Re: String comparison under Latin-1 and Unicode

Show/hide message thread

String comparison under Latin-1 and Unicode Ben Goetter (10 Mar 2000 18:27 UTC)

Re: String comparison under Latin-1 and Unicode Sergei Egorov (10 Mar 2000 19:40 UTC)

Re: String comparison under Latin-1 and Unicode Dave Mason (10 Mar 2000 20:00 UTC)

Re: String comparison under Latin-1 and Unicode Dave Mason (10 Mar 2000 20:06 UTC)

Re: String comparison under Latin-1 and Unicode Sergei Egorov (10 Mar 2000 20:32 UTC)
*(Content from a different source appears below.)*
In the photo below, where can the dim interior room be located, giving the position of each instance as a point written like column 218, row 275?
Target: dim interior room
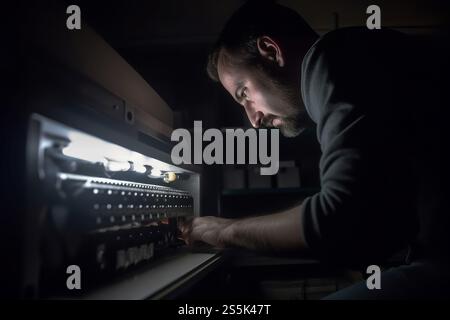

Re: String comparison under Latin-1 and Unicode Dave Mason 10 Mar 2000 20:00 UTC

>>>>> On Fri, 10 Mar 2000 14:43:05 -0500, "Sergei Egorov" <xxxxxx@informaxinc.com> said:

> I don't agree with this proposal: it seems to me that STRING<? and
> others are better left for trivial tasks like sorting strings of
> digits; they have simple definition based on CHAR<? that, in its
> turn, is based on internal encoding (ASCII or UNICODE). It is still
> very useful as ordering predicate with no language-dependent
> meaning; for example, if you want to implement string sets as sorted
> lists, it's much better to use fast ordering predicate, even if the
> induced ordering doesn't make any sense. From the other hand, some

A reasonable argument.

> I would suggest using new names for collation predicates, especially
> because collation is actually a complex process involving generation
> of "collation keys" which can be reused:

> (string->collation-key str language-specifier) => c-key
> (collation-key<? c-key1 c-key2) => bool
> (collation-key<=? c-key1 c-key2) => bool
> ...  and then you can define your own collation predicates:

I would much prefer either:
	(collation->predicate language-specifier ordering) -> pred?
	(pred? string1 string2) -> bool

where LANGUAGE-SPECIFIER is as Ben Goetter <xxxxxx@angrygraycat.com>
suggested and ORDERING is one of the strings "<", "<=", or "="

This seems far more useful, and efficient that converting any string
you want to compare to a collation-key!

../Dave